The 15% refers to long-term annualized returns for total portfolios.
Common stocks, even of investment grade (relatively high-quality), are subject to recurrent and wide fluctuations in their prices. The intelligent investor should be interested in the possibilities of profiting from those pendulum swings. Every investor who owns common stocks must expect to see them fluctuate in value over the years. 
The investor with a portfolio of sound stocks should expect prices to fluctuate and should neither be concerned by sizable declines nor become excited by sizable advances. Remember that market quotations are there for convenience, either to be taken advantage of or to be ignored. Never buy a stock because it has gone up or sell one because it has gone down. 
Patient Focus — Things That Matter
“… investors who receive frequent news updates on their stocks earned half the returns of investors who got no news at all. 
Consider this another important attribute of investment club practices, the notion of meeting monthly. In some cases, reactive decisions to events that were not made have turned out to be some of the best decisions overall.
The Math — Keep It Simple
… in 44 years of Wall Street experience and study, I have never seen dependable calculations made about common stock values, or related investment policies, that went beyond simple arithmetic or the most elementary algebra. Whenever calculus is brought in, or higher algebra, you could take it as a warning signal … of substituting theory for experience … or to give speculation the deceptive guise of investment. 
Occam was right about his razor.
This is the prevailing thinking behind our emphasis on (1) top-line growth, (2) profitability and (3) reasonable and considered forecasts for P/E ratios … and the math behind it all is relatively simple.
…individual forecasts can be wide of the mark. Our general view is that composite or group estimates are likely to be a good deal more dependable than those for individual companies.  Think dashboard averages. Think MIPAR.
When you buy a stock, you become an owner of the company. … there is just as much reason to exercise care and judgment in being an owner as in becoming a stockholder.” 
The prudent homework and diligence shouldn’t end when the purchase decision is made. Proportion your time and attention appropriately between candidates for purchase and your holdings.
Trapping Bulls & Quality
George Nicholson warned of swapping high-quality for lower quality stocks as bull markets rage as one of the most dangerous things that an inexperienced investor could do.
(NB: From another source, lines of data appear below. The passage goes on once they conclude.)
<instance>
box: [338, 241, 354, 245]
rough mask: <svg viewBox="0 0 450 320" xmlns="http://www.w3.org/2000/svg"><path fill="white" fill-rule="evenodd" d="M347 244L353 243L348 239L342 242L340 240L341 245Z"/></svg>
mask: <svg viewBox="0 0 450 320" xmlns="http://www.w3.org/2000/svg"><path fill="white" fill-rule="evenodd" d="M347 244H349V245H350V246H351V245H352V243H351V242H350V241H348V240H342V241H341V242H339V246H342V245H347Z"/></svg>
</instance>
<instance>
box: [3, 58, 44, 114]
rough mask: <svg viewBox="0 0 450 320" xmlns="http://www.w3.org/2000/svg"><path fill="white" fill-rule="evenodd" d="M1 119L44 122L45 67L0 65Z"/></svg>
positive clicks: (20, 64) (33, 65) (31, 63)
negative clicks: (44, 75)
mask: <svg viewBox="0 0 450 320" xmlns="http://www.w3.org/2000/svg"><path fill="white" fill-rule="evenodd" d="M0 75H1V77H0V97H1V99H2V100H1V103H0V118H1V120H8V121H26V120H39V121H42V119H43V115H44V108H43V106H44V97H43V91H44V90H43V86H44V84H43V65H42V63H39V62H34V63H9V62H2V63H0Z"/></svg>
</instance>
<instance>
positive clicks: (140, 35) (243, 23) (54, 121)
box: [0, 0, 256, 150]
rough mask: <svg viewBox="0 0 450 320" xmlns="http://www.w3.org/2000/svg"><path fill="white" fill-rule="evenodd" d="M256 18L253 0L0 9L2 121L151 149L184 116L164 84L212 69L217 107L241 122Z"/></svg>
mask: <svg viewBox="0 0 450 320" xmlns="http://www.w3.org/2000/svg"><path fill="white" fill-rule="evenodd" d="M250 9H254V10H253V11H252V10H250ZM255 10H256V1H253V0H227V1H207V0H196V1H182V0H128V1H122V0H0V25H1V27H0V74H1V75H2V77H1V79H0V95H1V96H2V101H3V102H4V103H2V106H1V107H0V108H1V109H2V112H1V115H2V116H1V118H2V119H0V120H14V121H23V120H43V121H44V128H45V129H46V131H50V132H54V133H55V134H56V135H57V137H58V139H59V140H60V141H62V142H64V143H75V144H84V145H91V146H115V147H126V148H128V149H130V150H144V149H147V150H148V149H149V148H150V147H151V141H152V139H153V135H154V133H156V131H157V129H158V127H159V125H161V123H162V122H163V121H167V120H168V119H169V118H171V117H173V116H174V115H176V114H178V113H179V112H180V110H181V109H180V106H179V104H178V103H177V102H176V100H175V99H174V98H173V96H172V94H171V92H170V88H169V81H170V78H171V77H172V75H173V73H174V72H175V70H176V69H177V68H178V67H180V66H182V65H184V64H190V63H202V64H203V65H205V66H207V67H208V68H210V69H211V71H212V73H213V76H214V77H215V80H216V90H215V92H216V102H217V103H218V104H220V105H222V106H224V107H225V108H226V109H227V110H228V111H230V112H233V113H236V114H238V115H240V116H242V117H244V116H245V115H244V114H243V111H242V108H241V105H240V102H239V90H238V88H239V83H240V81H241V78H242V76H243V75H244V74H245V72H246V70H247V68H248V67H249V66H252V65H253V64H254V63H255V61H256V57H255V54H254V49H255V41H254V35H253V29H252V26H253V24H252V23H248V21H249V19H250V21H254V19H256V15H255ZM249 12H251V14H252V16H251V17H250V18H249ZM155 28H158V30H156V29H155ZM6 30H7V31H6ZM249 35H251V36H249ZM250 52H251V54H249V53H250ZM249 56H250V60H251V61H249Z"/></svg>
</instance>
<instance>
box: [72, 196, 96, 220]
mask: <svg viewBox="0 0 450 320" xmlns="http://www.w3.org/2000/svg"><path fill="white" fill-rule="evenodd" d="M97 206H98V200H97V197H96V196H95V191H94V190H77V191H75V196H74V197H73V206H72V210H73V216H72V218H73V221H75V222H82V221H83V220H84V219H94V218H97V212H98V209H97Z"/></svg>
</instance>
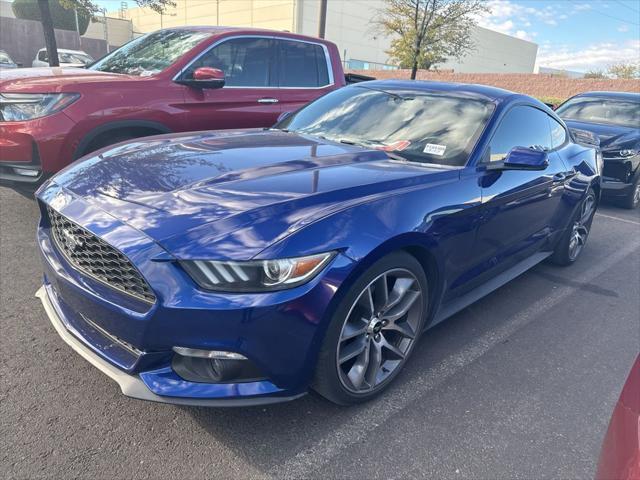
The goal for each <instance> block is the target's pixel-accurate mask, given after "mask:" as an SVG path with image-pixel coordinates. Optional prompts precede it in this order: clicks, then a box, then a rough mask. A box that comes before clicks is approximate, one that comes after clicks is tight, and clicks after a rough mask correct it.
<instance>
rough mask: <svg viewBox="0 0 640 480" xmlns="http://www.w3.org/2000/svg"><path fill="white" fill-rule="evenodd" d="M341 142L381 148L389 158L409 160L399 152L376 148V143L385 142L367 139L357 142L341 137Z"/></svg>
mask: <svg viewBox="0 0 640 480" xmlns="http://www.w3.org/2000/svg"><path fill="white" fill-rule="evenodd" d="M338 142H339V143H344V144H346V145H358V146H360V147H364V148H373V149H374V150H380V151H383V152H384V153H386V154H387V156H388V157H389V158H392V159H393V160H399V161H401V162H408V160H407V159H406V158H405V157H403V156H402V155H398V154H397V153H395V152H394V151H392V150H385V149H383V148H376V145H379V146H384V144H383V143H382V142H376V141H373V140H365V141H363V142H356V141H354V140H348V139H346V138H341V139H340V140H338Z"/></svg>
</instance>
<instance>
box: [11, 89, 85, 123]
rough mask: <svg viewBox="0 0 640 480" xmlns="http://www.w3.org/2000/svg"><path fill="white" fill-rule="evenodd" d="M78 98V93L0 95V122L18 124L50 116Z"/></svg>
mask: <svg viewBox="0 0 640 480" xmlns="http://www.w3.org/2000/svg"><path fill="white" fill-rule="evenodd" d="M78 98H80V94H78V93H0V121H4V122H19V121H23V120H33V119H35V118H40V117H44V116H46V115H51V114H52V113H56V112H59V111H60V110H62V109H63V108H66V107H68V106H69V105H71V104H72V103H73V102H75V101H76V100H77V99H78Z"/></svg>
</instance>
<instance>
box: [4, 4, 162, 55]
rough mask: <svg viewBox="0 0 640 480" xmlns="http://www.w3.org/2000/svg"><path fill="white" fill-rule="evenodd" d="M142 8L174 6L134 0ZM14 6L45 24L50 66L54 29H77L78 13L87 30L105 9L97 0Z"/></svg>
mask: <svg viewBox="0 0 640 480" xmlns="http://www.w3.org/2000/svg"><path fill="white" fill-rule="evenodd" d="M134 1H135V2H136V4H137V5H138V6H140V7H147V8H150V9H151V10H153V11H154V12H158V13H162V12H164V11H165V10H166V9H167V8H168V7H174V6H175V2H174V1H173V0H134ZM12 9H13V12H14V14H15V16H16V17H17V18H24V19H27V20H38V21H40V22H41V23H42V30H43V33H44V43H45V46H46V48H47V54H48V57H49V65H50V66H52V67H57V66H58V65H59V64H60V63H59V61H58V46H57V44H56V36H55V29H56V28H59V29H62V30H76V12H77V15H78V27H79V30H80V31H79V32H78V33H79V34H80V35H83V34H84V33H85V32H86V31H87V27H88V26H89V22H90V21H95V17H96V15H97V14H98V13H100V12H102V11H103V10H102V9H101V8H100V7H98V5H96V4H95V3H94V0H37V3H34V2H33V0H13V4H12Z"/></svg>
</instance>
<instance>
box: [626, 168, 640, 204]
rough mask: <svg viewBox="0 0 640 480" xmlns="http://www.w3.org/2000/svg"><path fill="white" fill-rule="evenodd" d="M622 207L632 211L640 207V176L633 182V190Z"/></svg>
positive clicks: (630, 192)
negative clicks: (632, 210) (636, 208)
mask: <svg viewBox="0 0 640 480" xmlns="http://www.w3.org/2000/svg"><path fill="white" fill-rule="evenodd" d="M622 206H623V207H624V208H628V209H630V210H631V209H634V208H638V207H640V175H638V178H636V181H635V182H633V188H632V189H631V191H630V192H629V194H628V195H627V196H626V197H625V198H624V200H623V201H622Z"/></svg>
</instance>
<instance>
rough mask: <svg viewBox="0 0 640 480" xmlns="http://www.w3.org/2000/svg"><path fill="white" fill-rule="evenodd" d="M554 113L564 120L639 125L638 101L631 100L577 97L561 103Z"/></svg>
mask: <svg viewBox="0 0 640 480" xmlns="http://www.w3.org/2000/svg"><path fill="white" fill-rule="evenodd" d="M556 113H557V114H558V115H560V116H561V117H562V118H564V119H565V120H576V121H578V122H590V123H611V124H613V125H620V126H623V127H636V128H637V127H638V126H640V102H634V101H632V100H623V99H614V98H604V97H578V98H574V99H573V100H569V101H568V102H567V103H565V104H564V105H562V106H561V107H560V108H558V111H557V112H556Z"/></svg>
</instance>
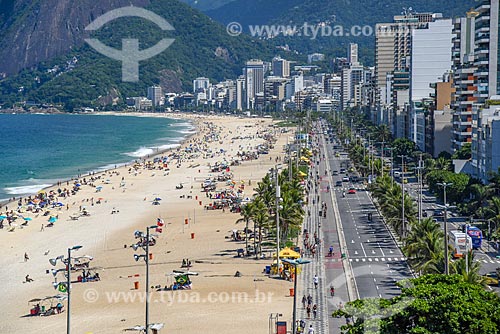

Here we find Graham’s own warning on the same behavior: The risk of paying too high a price for good-quality stocks — while a real one — is not the chief hazard confronting the average buyer of securities. Observation over many years has taught us that chief losses to investors come from the purchase of low-quality companies at times of favorable business conditions. 
Translation: Avoid lower quality companies when MIPAR is in single digits.
Investing is most intelligent when it is most businesslike … disciplined … and superior results are possible. Thanks, Ben (and Jason Z.)